Approximately 6.5 billion eggs are produced annually in the United States alone. In an industry of this size, efficient quality control and means for limiting production costs are vital. For example, a significant number (typically 10-40%) of the eggs in a given hatchery are infertile. These eggs consume space and energy within the incubator, and can also cause contamination of other eggs. Analogous inefficiencies are caused by the difficulty that while 50% of the fertilized eggs contain male chicks, which are obviously useless to a hatchery that is dedicated to raising egg-laying hens, the determination of the sex of the chick is normally not performed until the chick is hatched, at which point, male chicks are disposed of. In addition to the energy costs of incubating a useless egg to maturity, there is the problem of eliminating the male chicks after hatching. To this end, a number of non-invasive techniques have been developed for assessing the fertility and gender of unhatched avian eggs.
For example, Soh (Avian and Poultry Biology Reviews 2005, 16, 194-195) has shown that it is possible in principle to detect a fertile egg by the CO2 that is given off by the chick inside. This method suffers from the drawback that a measurement for a single egg will take on the order of 15 minutes, far too long for a commercial hatchery. MRI has been proposed as an in ovo method for sex determination; a device based on this principle was disclosed in U.S. Pat. No. 6,029,080. As with CO2 detection, the primary drawback of MRI (in addition to the high cost of the necessary equipment) is the unduly long time (ca. 5 min per egg) required to obtain a usable image.
Methods based on measuring the amount of light transmitted by an egg (in essence, automated versions of traditional egg-candling methods) are well-known in the art; see, for example, the inventions disclosed in U.S. Pat. Nos. 5,745,228, 6,373,560, 6,750,954, and 7,019,821. More sophisticated methods that measure modulation of a light signal passing through an egg due to motion (e.g. the beating heart of the developing chick) within have been disclosed in, for example, U.S. Pat. Nos. 5,173,737, 6,860,225, 7,154,594, 7,289,196, and 7,336,348. Thermographic methods that measure infrared light emitted by a live egg have served as the basis for inventions disclosed in, e.g., U.S. Pat. Nos. 4,788,427, 4,914,672, and 4,955,728. The primary disadvantage of all of these methods is that they cannot provide a reliable measure of egg fertility until at least 10 days (in most cases, more) after the egg has been settled in the incubator.
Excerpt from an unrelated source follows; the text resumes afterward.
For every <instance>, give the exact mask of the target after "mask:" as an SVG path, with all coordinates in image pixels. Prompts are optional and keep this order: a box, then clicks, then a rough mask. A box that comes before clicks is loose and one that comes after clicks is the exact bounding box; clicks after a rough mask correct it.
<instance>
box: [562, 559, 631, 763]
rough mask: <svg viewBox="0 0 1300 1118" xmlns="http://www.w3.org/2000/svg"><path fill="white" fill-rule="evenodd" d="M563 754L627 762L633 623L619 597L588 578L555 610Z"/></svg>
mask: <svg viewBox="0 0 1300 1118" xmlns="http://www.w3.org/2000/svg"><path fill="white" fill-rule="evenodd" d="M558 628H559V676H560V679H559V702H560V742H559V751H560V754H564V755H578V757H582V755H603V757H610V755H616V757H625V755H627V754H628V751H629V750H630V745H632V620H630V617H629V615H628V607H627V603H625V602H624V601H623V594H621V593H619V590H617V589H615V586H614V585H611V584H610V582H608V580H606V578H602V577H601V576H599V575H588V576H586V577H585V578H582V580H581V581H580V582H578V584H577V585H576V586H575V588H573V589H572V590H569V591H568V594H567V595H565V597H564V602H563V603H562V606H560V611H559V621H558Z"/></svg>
Inventions have been disclosed that use optical spectroscopic methods, that is, absorption of light as a function of its wavelength, to measure egg fertility. For example, U.S. Pat. No. 3,704,144 (hereinafter '144) discloses a method of determining egg fertility by measuring the phase relationship of a frequency-modulated beam of light (the frequency oscillates around 575 nm, where blood absorbs strongly) passing through an egg with that of the same beam that has not passed through the egg. The presence of blood in the egg will lead to inversion of the phase of the light passing through the egg. U.S. Pat. No. 4,182,571 (hereinafter '571) discloses a method of determining egg fertility by measuring the egg's absorption of light at 575, 590, and 620 nm; absorption at 575 nm is associated with blood in a fertile egg, 620 nm with an addled egg, and the absorption at 590 nm is used to calibrate the other two measurements. Typical results of these methods are shown in FIGS. 1A and 1B, respectively. The primary disadvantage of these methods is that blood does not form until about two days after the egg is settled in the incubator, so they cannot be used even in principle during the first day or two after the egg is settled in the incubator (in practice, it is unlikely that they are sufficiently sensitive to detect fertility for at least several days more). Furthermore, since they are designed to detect blood, they cannot be used for detection of gender.
U.S. Pat. No. 6,535,277 discloses a reflectance spectroscopy method for determining egg fertility. According to this method, an egg is illuminated with a continuum of light extending from 300 nm to 1100 nm, and the reflectance spectrum obtained then compared with known spectra of fertile and infertile eggs. FIG. 1C shows typical results of this method. Because this method is only able to measure gross spectral changes, it, like those disclosed in '144 and '571, is relatively insensitive, and hence cannot detect the gender of the developing chick.
A multivariate analysis method was developed by Lawrence et al. (Lawrence, K. C.; Smith, D. P.; Windham, W. R.; Heitschmidt, G. W.; Park, B. “Egg Embryo Development Detection with Hyperspectral Imaging.” Poultry Science 2006, 5, 964) for detection of egg fertility. Their method is also incapable of monitoring the embryo within the first day after the egg is settled in the incubator.
Even though a fertile egg already contains 40-60,000 cells at the moment of laying, none of the non-invasive methods yet developed can detect egg fertility that early. Thus, a non-invasive in ovo method for detecting avian egg fertility on the day of laying that can also detect the gender of the chick remains a long-felt need.